Jika bisnis rental mobil kamu sudah mulai mendatangkan keuntungan, kamu bisa meng-upgrade keamanan dengan membuat software sendiri, sehingga proses pemantauan juga jadi lebih nyaman dan lengkap.
Menggunakan asuransi
Sebaiknya daftarkan mobilmu pada perusahaan asuransi untuk berjaga-jaga jika ada kerusakan, kehilangan, atau kecelakaan yang tidak bisa diprediksi.
Kamu bisa memilih asuransi dengan premi yang kecil terlebih dahulu. Jika bisnis kamu sudah berkembang, kamu bisa meng-upgrade ke premi yang lebih besar dengan perlindungan yang lebih maksimal.
Atur strategi marketing dengan baik
Strategi marketing yang bagus dan dikelola dengan baik tentu bisa menguntungkan bisnis barumu.
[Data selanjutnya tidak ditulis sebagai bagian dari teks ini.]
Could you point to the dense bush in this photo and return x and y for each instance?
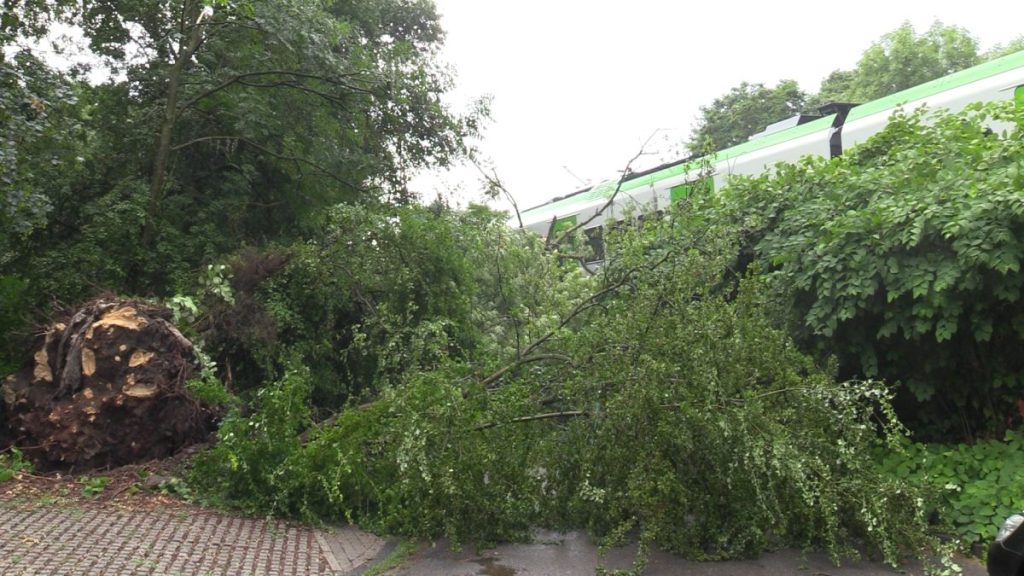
(974, 487)
(379, 292)
(649, 403)
(904, 259)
Meskipun budget kamu kecil, kamu tetap bisa membuat pemasaran yang optimal dengan memanfaatkan platform online yang tersedia. Contohnya membuat konten menarik di sosial media seperti TikTok, Instagram, dan juga Facebook.
Kamu juga bisa membuat website dengan memasukan kata kunci-kata kunci yang pas, sehingga websitemu bisa muncul di baris paling atas ketika seseorang sedang mencari jasa rental mobil.
Jika modalmu mencukupi, kamu juga bisa menggunakan jasa influencer yang memiliki pengaruh cukup besar di Indonesia.
Itu dia beberapa tips bisnis rental mobil yang bisa kamu contoh. Modal kecil bukan alasan bisnismu tidak berkembang. Dengan strategi yang kreatif dan memanfaatkan peluang yang ada, bisnis rental mobil kamu tetap bisa sukses dan mendulang keuntungan. Tetap semangat, ya!